Durbin Calls Out FDA Commissioner
In a letter to the U.S. Food and Drug Administration (FDA), Senator Dick Durbin (D-IL) shared harsh criticism for the agency’s lack of attention to the youth smoking epidemic. His letter from May 29, 2019, detailed efforts that the agency could be taking to curb the rise in youth tobacco use. The smoking cessation community, of which ONS is a palpable member, has sided with Durbin on the importance of continued FDA oversight on e-cigarettes and the vaping industry’s kid-friendly, fun-flavored tobacco products. Groups like the Campaign for Tobacco Free Kids have been forceful in comments to the agency about the need for stricter regulations on products.
Durbin says that his conversation with the newly appointed FDA commissioner was not as productive as he wanted, but it’s hard to believe that Ned Sharpless, MD—an oncologist by training and career, as well as the former National Cancer Institute director—would be anything less than committed to curtailing underage smoking. ONS and other advocacy groups support Durbin’s platform to encourage stricter oversight for tobacco and e-cigarette products.
Is Medicare for All a Working Class Win?
A single-payer healthcare system is no longer a distant dream. It’s now a hotly debated and very real public policy solution to arguably the top domestic issue—affordable, national health care. Medicare for All is a lightning rod for all extremes of the political spectrum, and the majority of center-right Democrats are uncomfortable committing to the program for fear of cost issues.
Sensing hesitation, progressives have doubled down on Medicare for All in hopes of persuading working class voters that the single-payer program would be a health and financial benefit to a large swath of the American public. Swing congressional districts will be where this fight is waged, because the red seats that changed to blue in 2018 are hotly contested in 2020. Health care will remain a pivotal issue for working- and middle-class voters.
Cancer Mortality Continues to Drop
In a time that’s seen underage smoking increase because of electronic cigarettes and flavored tobacco products, the 2019 Report to the Nation on the Status of Cancer highlighted dropping rates of cancer mortality.

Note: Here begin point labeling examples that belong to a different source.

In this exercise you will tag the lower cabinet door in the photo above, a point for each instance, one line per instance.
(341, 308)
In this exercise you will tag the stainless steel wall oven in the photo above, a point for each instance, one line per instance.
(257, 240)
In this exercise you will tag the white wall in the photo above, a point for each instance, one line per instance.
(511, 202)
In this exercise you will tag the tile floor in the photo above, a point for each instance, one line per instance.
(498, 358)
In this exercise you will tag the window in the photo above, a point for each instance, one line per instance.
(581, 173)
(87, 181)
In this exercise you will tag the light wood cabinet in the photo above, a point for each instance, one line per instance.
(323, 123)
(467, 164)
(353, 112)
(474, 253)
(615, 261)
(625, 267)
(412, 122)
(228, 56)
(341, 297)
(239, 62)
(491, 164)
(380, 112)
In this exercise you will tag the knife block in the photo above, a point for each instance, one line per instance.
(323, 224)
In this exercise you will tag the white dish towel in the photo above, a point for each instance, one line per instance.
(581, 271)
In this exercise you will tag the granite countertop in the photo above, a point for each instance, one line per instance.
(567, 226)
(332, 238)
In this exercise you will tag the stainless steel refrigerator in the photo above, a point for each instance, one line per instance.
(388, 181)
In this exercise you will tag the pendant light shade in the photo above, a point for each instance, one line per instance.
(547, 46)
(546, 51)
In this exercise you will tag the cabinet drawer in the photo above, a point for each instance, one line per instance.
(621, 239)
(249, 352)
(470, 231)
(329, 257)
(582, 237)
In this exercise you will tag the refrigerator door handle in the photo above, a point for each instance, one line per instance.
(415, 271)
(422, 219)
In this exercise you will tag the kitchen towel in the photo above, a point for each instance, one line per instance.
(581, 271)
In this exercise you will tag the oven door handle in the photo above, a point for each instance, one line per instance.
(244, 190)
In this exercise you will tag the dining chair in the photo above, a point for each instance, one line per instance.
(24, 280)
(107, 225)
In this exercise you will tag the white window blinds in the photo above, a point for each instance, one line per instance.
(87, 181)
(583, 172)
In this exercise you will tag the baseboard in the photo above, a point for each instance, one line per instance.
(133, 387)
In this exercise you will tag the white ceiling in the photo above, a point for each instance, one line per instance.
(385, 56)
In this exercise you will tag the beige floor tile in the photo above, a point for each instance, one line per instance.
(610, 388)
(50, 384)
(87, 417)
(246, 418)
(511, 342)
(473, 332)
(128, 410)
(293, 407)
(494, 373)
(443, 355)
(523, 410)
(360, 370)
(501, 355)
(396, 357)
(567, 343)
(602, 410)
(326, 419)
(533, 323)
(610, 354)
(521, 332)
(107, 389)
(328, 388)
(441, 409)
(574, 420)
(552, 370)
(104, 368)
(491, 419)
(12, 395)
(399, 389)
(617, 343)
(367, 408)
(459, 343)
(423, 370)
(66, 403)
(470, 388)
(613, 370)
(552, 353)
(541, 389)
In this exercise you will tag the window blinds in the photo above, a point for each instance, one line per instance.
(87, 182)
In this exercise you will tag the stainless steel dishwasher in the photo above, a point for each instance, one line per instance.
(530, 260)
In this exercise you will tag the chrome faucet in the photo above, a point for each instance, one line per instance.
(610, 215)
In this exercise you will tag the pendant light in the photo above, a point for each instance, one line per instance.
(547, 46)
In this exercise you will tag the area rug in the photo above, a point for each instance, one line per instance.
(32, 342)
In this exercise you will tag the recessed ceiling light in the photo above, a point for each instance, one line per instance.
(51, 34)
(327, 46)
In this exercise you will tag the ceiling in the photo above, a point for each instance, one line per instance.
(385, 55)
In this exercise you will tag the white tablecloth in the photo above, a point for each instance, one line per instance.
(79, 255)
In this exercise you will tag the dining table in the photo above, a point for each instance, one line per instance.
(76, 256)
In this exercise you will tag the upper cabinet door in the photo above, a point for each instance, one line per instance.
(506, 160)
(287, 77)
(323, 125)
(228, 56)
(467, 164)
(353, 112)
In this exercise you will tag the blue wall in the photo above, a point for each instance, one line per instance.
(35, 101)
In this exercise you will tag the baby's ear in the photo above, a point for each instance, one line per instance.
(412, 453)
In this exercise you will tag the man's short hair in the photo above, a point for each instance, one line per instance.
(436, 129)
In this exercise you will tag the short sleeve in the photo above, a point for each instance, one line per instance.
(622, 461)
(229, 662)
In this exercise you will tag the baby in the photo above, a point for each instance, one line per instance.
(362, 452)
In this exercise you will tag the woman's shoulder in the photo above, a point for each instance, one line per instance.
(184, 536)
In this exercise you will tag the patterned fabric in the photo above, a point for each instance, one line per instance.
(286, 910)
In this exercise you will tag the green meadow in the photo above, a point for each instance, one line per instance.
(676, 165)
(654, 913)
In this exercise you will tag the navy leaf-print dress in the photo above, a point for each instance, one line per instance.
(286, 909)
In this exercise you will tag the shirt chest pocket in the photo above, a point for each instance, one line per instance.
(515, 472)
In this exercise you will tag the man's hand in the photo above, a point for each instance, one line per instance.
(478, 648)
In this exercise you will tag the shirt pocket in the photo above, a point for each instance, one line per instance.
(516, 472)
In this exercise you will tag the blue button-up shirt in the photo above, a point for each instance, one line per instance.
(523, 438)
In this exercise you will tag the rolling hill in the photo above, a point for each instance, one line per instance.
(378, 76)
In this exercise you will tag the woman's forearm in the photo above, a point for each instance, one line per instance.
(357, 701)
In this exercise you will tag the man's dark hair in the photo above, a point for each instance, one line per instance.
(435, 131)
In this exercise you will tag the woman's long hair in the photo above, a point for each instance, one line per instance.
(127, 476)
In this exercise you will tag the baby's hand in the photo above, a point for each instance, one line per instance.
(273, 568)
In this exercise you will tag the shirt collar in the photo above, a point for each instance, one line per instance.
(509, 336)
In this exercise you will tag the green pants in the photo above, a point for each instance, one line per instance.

The report—as in most public health analysis—does contain disturbing outliers, highlighting the need for continued education and changes to meet the needs of specific populations.
“Major declines overall in cancer mortality point in the right direction, yet significant differences remain in cancer cases and deaths based on gender, ethnicity, and race,” Robert R. Redfield, MD, Center for Disease Control and Prevention director, said as he reminds us of the need for diligence. “A better understanding of these discrepancies improves cancer diagnosis and recovery for all patients and is vital to our public health mission.”